Do you imagine they took more effort than the rest of the fucking game? Like the horny bonus costumes are worth more than all the effort spent on balance, and netcode, and designing the actual characters. I'll assume not, and underline: that's the total disconnect between price and value. That's the predatory exploitation, laid bare.
Those skins are the entire reason the game exists. That's what makes all the money. Street Fighter has been reduced to bait on that hook. And it still costs forty fucking dollars.
This subject has the most aggressively off-topic replies. 'There's different forms of value. Some are artificial. You can't just buy more soccer goals.' 'Uh--! But--!' No.
There is no exploitation in charging different prices for different things. Prices aren't based on how much a thing costs to make, they're based on how much people are willing to pay for it. Welcome to supply and demand.

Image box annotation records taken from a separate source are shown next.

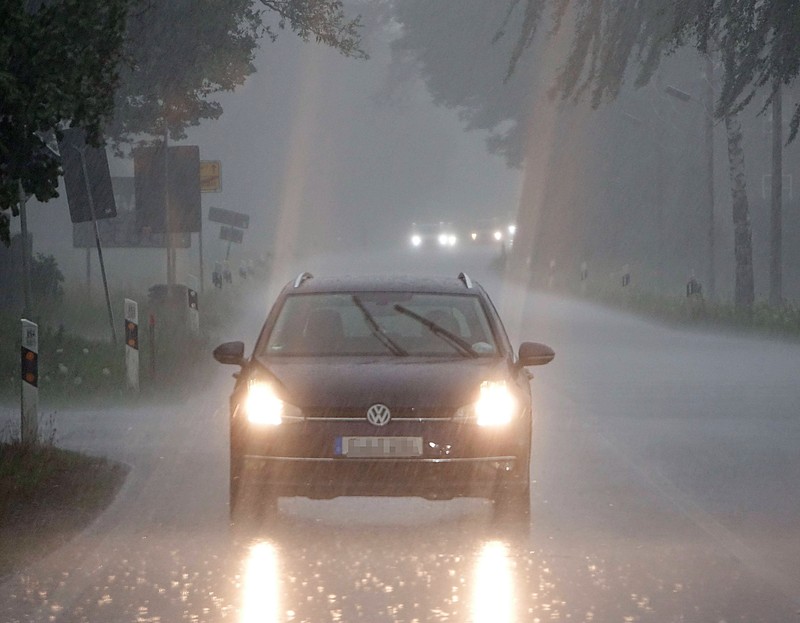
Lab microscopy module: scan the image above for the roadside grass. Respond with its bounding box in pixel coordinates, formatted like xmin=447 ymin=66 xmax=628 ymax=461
xmin=582 ymin=288 xmax=800 ymax=339
xmin=0 ymin=439 xmax=127 ymax=582
xmin=491 ymin=257 xmax=800 ymax=340
xmin=0 ymin=280 xmax=247 ymax=408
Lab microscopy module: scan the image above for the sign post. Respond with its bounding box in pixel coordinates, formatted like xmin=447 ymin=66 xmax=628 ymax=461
xmin=125 ymin=299 xmax=139 ymax=392
xmin=20 ymin=319 xmax=39 ymax=445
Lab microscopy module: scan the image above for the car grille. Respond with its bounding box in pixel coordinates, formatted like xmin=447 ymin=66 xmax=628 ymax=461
xmin=303 ymin=407 xmax=455 ymax=422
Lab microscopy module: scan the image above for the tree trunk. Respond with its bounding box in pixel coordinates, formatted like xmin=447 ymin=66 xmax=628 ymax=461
xmin=725 ymin=115 xmax=755 ymax=314
xmin=769 ymin=81 xmax=783 ymax=307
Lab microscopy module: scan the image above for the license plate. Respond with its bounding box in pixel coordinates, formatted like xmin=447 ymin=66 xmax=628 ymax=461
xmin=335 ymin=437 xmax=422 ymax=458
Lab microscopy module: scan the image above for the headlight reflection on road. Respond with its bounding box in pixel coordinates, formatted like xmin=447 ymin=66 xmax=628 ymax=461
xmin=240 ymin=541 xmax=282 ymax=623
xmin=472 ymin=541 xmax=515 ymax=623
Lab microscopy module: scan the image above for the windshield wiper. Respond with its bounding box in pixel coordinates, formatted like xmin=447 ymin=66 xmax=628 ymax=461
xmin=352 ymin=294 xmax=408 ymax=357
xmin=394 ymin=303 xmax=478 ymax=357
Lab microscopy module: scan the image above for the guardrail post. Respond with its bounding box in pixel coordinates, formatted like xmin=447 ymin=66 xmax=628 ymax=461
xmin=20 ymin=319 xmax=39 ymax=445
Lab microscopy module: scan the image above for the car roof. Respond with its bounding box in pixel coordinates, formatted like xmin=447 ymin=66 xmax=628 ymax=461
xmin=287 ymin=273 xmax=483 ymax=295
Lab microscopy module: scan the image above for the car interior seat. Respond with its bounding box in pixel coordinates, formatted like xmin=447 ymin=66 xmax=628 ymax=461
xmin=304 ymin=308 xmax=344 ymax=353
xmin=425 ymin=309 xmax=461 ymax=335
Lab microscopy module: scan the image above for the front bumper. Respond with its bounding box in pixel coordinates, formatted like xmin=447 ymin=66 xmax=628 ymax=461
xmin=241 ymin=454 xmax=527 ymax=499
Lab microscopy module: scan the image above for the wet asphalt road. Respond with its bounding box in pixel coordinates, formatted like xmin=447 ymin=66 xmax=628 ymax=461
xmin=0 ymin=250 xmax=800 ymax=623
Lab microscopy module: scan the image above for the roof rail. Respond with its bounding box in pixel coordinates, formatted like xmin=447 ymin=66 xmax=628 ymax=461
xmin=293 ymin=272 xmax=314 ymax=288
xmin=458 ymin=273 xmax=472 ymax=289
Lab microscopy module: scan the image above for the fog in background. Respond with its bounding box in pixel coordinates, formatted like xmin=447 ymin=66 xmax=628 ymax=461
xmin=15 ymin=12 xmax=520 ymax=289
xmin=14 ymin=2 xmax=800 ymax=299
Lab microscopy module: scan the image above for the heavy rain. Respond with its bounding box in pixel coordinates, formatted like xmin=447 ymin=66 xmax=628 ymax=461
xmin=0 ymin=0 xmax=800 ymax=623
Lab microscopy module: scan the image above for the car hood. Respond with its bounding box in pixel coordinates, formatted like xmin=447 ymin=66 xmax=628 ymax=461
xmin=260 ymin=357 xmax=509 ymax=409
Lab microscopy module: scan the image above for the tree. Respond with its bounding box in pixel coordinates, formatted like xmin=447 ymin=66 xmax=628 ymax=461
xmin=0 ymin=0 xmax=366 ymax=244
xmin=0 ymin=0 xmax=127 ymax=244
xmin=500 ymin=0 xmax=800 ymax=313
xmin=397 ymin=0 xmax=800 ymax=309
xmin=107 ymin=0 xmax=366 ymax=153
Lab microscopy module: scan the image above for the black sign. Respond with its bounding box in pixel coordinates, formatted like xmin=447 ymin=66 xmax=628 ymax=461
xmin=125 ymin=320 xmax=139 ymax=350
xmin=72 ymin=210 xmax=192 ymax=249
xmin=21 ymin=346 xmax=39 ymax=387
xmin=219 ymin=225 xmax=244 ymax=243
xmin=133 ymin=145 xmax=202 ymax=233
xmin=58 ymin=128 xmax=117 ymax=223
xmin=208 ymin=208 xmax=250 ymax=230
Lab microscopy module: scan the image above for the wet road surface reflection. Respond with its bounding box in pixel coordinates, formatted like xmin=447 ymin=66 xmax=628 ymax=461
xmin=1 ymin=498 xmax=795 ymax=623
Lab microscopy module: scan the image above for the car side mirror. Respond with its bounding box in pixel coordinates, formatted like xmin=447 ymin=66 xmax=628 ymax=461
xmin=517 ymin=342 xmax=556 ymax=367
xmin=214 ymin=342 xmax=246 ymax=366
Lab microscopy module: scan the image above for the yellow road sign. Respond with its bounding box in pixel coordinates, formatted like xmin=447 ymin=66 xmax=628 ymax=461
xmin=200 ymin=160 xmax=222 ymax=193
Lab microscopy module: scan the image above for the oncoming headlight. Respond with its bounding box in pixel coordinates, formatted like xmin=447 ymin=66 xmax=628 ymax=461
xmin=244 ymin=381 xmax=295 ymax=426
xmin=474 ymin=381 xmax=517 ymax=426
xmin=456 ymin=381 xmax=518 ymax=427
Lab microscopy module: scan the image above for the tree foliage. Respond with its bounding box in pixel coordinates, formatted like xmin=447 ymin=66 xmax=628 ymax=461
xmin=0 ymin=0 xmax=127 ymax=244
xmin=500 ymin=0 xmax=800 ymax=141
xmin=108 ymin=0 xmax=365 ymax=152
xmin=0 ymin=0 xmax=366 ymax=244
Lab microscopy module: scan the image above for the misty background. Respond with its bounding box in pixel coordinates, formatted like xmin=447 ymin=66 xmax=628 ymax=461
xmin=7 ymin=1 xmax=800 ymax=299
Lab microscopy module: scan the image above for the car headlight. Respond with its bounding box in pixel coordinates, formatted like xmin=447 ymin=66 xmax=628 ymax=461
xmin=456 ymin=381 xmax=518 ymax=426
xmin=244 ymin=381 xmax=299 ymax=426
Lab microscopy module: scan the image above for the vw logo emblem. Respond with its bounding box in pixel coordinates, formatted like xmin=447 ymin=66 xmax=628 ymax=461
xmin=367 ymin=404 xmax=392 ymax=426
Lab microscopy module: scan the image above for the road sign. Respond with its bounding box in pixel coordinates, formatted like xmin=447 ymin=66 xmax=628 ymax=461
xmin=200 ymin=160 xmax=222 ymax=193
xmin=208 ymin=208 xmax=250 ymax=230
xmin=133 ymin=143 xmax=201 ymax=234
xmin=59 ymin=128 xmax=117 ymax=223
xmin=219 ymin=225 xmax=244 ymax=243
xmin=21 ymin=319 xmax=39 ymax=444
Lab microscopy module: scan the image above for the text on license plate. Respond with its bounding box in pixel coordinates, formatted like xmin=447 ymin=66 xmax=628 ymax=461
xmin=335 ymin=437 xmax=422 ymax=458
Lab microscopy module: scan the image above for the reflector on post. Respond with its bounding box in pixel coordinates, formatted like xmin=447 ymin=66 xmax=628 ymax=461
xmin=125 ymin=299 xmax=139 ymax=392
xmin=20 ymin=319 xmax=39 ymax=445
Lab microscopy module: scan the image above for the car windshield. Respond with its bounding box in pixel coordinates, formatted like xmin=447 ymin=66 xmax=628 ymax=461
xmin=258 ymin=292 xmax=497 ymax=357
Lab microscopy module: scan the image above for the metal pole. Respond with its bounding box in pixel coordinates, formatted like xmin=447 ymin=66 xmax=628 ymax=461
xmin=164 ymin=131 xmax=175 ymax=296
xmin=197 ymin=214 xmax=206 ymax=294
xmin=73 ymin=147 xmax=117 ymax=344
xmin=19 ymin=181 xmax=32 ymax=316
xmin=86 ymin=247 xmax=92 ymax=301
xmin=703 ymin=54 xmax=717 ymax=301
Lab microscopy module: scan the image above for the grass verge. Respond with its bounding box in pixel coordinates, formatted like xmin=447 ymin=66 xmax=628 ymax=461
xmin=0 ymin=441 xmax=127 ymax=582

Cosmetics are (relatively) cheap to make and sold at a high margin because they are subsidizing a game that is sold at very low price. Turns out the sticker price in DBFZ with its what, 24 characters at launch is twenty bucks or so cheaper than good old Street Fighter 2 with its eight characters.
There are a bunch of ways we've been shaving cost from games to keep that somewhat artificial price point. Selling people who are willing to spend more a bunch of non-game-relevant stuff at a higher margin is just one of them. You are extremely outraged by this for some reason, I am very glad.
Because yeah, sure, I spent like 200 bucks in my copy of the game (probably a bit more, I got the Switch version, too) and I subsidized a number of more casual players that only bought the base game.
That's cool. I get more people to play against and they get a cheaper game up front. I played that game for 500 to 1000 hours, I spent 3-5 cents per hour. I have no regrets. Didn't even have to pay a subscription for it, my physical version will live forever and I can still play my Steam copy with forty-plus characters.
You are commited to being mad about this on our behalf, turns out us spenders don't need your protection. If you don't like it, that's fine. You don't have to get it. We'll pick up your slack.
Which is not to say everything is fair game or that there aren't predatory practices at play in gaming. It's to say you're obscuring those by crying wolf because you like being mad about things and have fixated on this in particular to an unreasonable degree.